With plaintext gone from local rollout history, trace reduction, and the parent-side debug surfaces, a question as basic as what task did this spawn_agent call actually give the child? no longer has an answer you can retrieve from your own machine. The proposed fix in the issue is a required plaintext audit field carried alongside the encrypted message — the child still receives ciphertext, the operator still gets a readable log.

The issue is tagged CLI, bug, and subagent. It is still open. As of July 14 no maintainer reply appears on the thread.

Who this hits

The reporter is explicit that the behavior is not subscription-specific, not model-specific, and not platform-specific. It affects Codex builds after 0.137.0, which is where PR #26210 lands.

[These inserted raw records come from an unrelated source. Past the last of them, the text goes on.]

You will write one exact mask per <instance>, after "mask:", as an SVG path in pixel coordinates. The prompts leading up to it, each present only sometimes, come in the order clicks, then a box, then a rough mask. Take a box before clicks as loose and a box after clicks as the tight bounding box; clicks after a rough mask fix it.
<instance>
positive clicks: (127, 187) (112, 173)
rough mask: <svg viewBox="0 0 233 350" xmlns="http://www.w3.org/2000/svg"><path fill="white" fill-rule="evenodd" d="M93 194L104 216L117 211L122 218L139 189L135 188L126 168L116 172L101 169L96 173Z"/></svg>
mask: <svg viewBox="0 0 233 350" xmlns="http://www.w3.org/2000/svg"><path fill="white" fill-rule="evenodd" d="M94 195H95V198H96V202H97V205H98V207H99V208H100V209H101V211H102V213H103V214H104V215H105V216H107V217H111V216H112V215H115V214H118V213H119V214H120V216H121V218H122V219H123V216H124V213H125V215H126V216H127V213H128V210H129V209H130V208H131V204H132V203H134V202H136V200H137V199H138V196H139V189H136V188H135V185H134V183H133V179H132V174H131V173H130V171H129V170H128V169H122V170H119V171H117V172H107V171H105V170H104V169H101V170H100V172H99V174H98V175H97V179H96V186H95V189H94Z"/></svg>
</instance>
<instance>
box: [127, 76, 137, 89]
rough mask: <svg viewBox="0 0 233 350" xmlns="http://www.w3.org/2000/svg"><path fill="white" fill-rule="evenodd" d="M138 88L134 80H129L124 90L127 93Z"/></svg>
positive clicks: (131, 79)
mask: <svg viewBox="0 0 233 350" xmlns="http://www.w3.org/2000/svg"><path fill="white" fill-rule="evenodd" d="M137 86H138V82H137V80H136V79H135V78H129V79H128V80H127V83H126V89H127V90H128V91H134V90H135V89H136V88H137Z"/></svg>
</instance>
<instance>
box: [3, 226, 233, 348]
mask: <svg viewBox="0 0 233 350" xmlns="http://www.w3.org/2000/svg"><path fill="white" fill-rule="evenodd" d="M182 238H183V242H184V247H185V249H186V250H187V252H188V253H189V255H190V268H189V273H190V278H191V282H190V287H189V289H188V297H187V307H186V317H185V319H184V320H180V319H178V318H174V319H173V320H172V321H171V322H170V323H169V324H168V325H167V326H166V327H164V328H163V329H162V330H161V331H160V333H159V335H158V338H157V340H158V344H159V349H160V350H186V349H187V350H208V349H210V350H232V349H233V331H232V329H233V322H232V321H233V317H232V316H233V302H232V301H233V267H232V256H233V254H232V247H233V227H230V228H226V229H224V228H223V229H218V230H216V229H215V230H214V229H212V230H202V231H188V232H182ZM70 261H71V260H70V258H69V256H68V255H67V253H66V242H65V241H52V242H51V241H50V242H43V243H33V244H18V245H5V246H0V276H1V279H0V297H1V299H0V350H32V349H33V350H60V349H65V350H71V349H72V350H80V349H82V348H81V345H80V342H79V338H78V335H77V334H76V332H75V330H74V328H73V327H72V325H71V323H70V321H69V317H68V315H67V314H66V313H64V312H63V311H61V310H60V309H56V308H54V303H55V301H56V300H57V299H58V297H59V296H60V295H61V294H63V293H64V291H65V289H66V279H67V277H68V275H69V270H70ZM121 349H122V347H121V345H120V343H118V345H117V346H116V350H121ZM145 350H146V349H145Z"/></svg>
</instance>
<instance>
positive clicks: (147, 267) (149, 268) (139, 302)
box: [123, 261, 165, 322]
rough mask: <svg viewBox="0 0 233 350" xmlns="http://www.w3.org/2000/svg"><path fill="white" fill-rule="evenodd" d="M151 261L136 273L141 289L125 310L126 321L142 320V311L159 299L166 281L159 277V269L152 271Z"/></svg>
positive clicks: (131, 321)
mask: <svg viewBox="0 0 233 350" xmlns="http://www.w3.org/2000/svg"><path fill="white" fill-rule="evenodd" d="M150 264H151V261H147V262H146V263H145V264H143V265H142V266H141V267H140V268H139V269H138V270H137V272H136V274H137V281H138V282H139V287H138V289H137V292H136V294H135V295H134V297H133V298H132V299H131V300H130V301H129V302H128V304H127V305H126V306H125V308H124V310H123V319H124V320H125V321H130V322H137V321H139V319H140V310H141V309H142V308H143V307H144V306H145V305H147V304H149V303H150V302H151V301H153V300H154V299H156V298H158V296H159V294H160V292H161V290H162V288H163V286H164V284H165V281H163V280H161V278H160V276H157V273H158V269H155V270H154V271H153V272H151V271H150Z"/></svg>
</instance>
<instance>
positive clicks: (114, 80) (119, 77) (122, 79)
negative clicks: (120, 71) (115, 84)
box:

That detail is worth pinning down, because the Hacker News thread that pushed this story into view — north of 350 points — drifted away from it. Several highly-ranked comments there frame the encryption as tied to particular models, and others attribute it to OpenAI protecting proprietary orchestration techniques from competitors and resellers. The first claim contradicts the issue itself. The second is speculation about motive; the PR description talks about confidentiality between coordinating agents and says nothing about trade secrets. We are not in a position to verify what OpenAI’s internal reasoning was, and neither is the thread.

What to do about it

If you run multi-agent Codex workflows and rely on reading delegated task text after the fact — for debugging a run that went sideways, for quality control, for any retrospective on what a sub-agent was actually told — that capability is gone on current versions, and there is no flag documented to bring it back. Your options today are to pin below 0.137.0, to instrument your own logging at the point where you construct the delegation, or to add your weight to #28058 and wait.

We will update this story if OpenAI responds on the issue, ships an audit field, or documents a way to opt out.